In The Neurobiology of Depression Jerzy Vetulani outlines the results of empirical research on depression. He points out the important factors correlated with this phenomenon, underlining the role of neurotransmitters (e.g. monoamine neurotransmitters), stress (including neonatal stress) and changes in brain structure (such as decrease in the volume of frontal cortex). Despite the growing body of knowledge concerning depression, Vetulani claims that the neurobiological processes underlying this disease are still poorly understood.
The subsequent paper, The Moral Brain: Is There a Link Between Neurobiology and Morality?, by Dominika Dudek, Rafał Jaeschke and Marcin Siwek, aims at identifying the neural underpinnings of morality. In the first part, they indicate the difficulties with the conceptualization of the main categories within morality, as well as the relative character of moral valence of action. After clarifying some key notions, Dudek, Jaeschke and Siwek make an attempt to answer the question of whether neuroscience can provide us with an explanation of morally valent behaviour. A survey of empirical research on this issue (such as the trolley problem experiments, neuropathologies, and the data derived from psychopathy) leads to the conclusion that, despite only fragmentary understanding of neural substrates of moral behaviour, one should acknowledge that the neurobiology of morality is no longer an abstraction.
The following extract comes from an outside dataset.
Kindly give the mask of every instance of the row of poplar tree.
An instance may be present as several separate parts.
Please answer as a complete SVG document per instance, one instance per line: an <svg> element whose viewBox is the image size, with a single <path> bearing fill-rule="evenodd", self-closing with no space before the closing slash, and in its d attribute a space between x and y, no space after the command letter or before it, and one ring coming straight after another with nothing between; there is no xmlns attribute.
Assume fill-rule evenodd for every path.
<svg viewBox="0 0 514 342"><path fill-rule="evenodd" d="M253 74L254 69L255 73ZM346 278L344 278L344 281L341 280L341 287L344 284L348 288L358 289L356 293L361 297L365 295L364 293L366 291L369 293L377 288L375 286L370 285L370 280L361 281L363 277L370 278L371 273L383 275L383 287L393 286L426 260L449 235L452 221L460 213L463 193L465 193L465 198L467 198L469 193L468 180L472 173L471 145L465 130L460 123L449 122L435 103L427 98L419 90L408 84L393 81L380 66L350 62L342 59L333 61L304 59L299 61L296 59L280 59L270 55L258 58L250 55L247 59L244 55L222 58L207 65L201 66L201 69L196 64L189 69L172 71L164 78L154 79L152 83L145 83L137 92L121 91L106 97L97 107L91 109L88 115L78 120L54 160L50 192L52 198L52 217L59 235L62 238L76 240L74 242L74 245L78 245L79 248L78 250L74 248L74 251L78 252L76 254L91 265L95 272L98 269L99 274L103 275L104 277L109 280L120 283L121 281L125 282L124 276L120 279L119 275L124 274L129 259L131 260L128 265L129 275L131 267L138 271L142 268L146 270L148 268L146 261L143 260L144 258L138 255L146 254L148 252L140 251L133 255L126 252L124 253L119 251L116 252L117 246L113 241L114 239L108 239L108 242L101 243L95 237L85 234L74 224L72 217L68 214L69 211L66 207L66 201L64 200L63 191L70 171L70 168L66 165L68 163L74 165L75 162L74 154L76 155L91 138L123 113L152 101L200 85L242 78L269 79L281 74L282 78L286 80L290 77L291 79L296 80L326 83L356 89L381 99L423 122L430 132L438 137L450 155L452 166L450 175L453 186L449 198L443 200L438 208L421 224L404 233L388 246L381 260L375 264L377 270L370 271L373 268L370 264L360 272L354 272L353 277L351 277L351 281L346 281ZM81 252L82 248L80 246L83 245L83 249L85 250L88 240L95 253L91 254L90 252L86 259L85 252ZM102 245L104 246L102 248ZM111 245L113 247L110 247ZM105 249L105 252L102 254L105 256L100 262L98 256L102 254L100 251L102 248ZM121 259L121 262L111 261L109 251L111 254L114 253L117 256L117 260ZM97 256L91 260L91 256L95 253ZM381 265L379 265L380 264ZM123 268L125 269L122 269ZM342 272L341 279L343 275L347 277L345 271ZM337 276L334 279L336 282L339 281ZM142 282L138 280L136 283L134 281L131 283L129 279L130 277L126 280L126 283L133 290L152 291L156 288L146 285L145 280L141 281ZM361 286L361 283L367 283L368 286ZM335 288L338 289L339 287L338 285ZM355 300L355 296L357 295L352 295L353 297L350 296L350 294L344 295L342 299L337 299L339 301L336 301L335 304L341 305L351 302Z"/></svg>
The goal of Bram T. Heerebout and R. Hans Phaf’s paper Behavioral Benefits and Neural Costs in Simulated Evolution is to substantiate the claim that time constraints imposed on the brain play an essential role in behaviour, and can explain actions that intuitively seem maladaptive. First, they argue that computational modelling methods provide insights which overcome shortcomings of theoretical evolutionary psychology. In the subsequent part of the paper, Heerebout and Phaf argue that evolutionary simulations based on these methods show that affective processes may be maladaptive, but on the whole they endow the organism with fitness-enhancing capabilities.
In the last paper of the volume, On (Un)Happiness From the Viewpoint of Evolutionary Theory and Neuroscience, Wojciech Załuski collects insights pertaining to the problem of happiness that come from philosophy, evolutionary theory and neuroscience. Załuski distinguishes between three types of questions related to happiness: the conceptual (what is happiness?), the empirical (what are the conditions of happiness?), and the axiological (can happiness be an ethical ideal?). He argues that evolutionary theory and neuroscience can provide us with insights only in regard to the empirical question, the other two questions remaining beyond the limits of scientific explanation.
The papers collected in this volume have been written within the research project The Limits of Scientific Explanation, carried out at the Copernicus Center for Interdisciplinary Studies in Kraków and sponsored by the John Templeton Foundation.